Shel Boese is a church planter/pastor of Mercy Church (CMA) right here in Sioux Falls. He keeps up on the world so well with his 8-track tapes, word processor, cordless phone and other newfangled technology those young people have.
Today he shared research out of Baylor University that overthrows the sloganeering about Christianity's evaporation from America. He quotes from an article summarizing the research:
"Those who argue that a new American landscape is emerging—one in which the conservative evangelicalism of the past few decades is losing numbers and influence—are simply ignoring the data.
Membership in the mainline denominations declined 49 percent from 1960 to 2000; membership in evangelical denominations increased 156 percent in the same period.
Fully one-third of Americans (approximately 100 million) affiliate with an evangelical Protestant congregation. Indeed, evangelicals remain the numerically dominant religious tradition in the United States."
Shel comments frequently on the need to get Christianity out of its codependent chaplaincies to right or left wing politics. He does so with solid theological grounding, real life ministry and a fearless approach to ideas. He isn't the left's fantasy of "emerging Christians," which seem to be a projection of dying Liberal Protestantism on younger people, or the right's boogey man of an amoral MTV reality show loser.
Via internet, there's Carson Clark in Texas, who just wrecks all kinds of ideological pigeon holes while helping start up Anglican ministry around Waco.
Sunday he posted his struggle with "Conservative" Christians who "will question your salvation if not come right out and say you’re going to hell if you vote for Democrats... (and) have trained up a young generation that excels at cultural critique but utterly fails at cultural creativity."
But before you flame or get smug (depending on your ideological camp), just last month he posited the case for supporting a Tea Party presidential candidate in 2012.

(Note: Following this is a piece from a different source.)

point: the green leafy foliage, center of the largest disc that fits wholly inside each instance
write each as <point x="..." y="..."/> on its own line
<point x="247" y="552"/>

These young Christian voices really refresh me. I don't always agree with their positions (indeed, they are against an ideology that would require me to do so). They remind me that we represent the Father "of the living, not the dead;" the Savior whose work is "to make all things new;" the Holy Spirit of "new birth." The aging and failing of systems - even church systems - is just part of our temporary labor in this world. There is always a future in faith.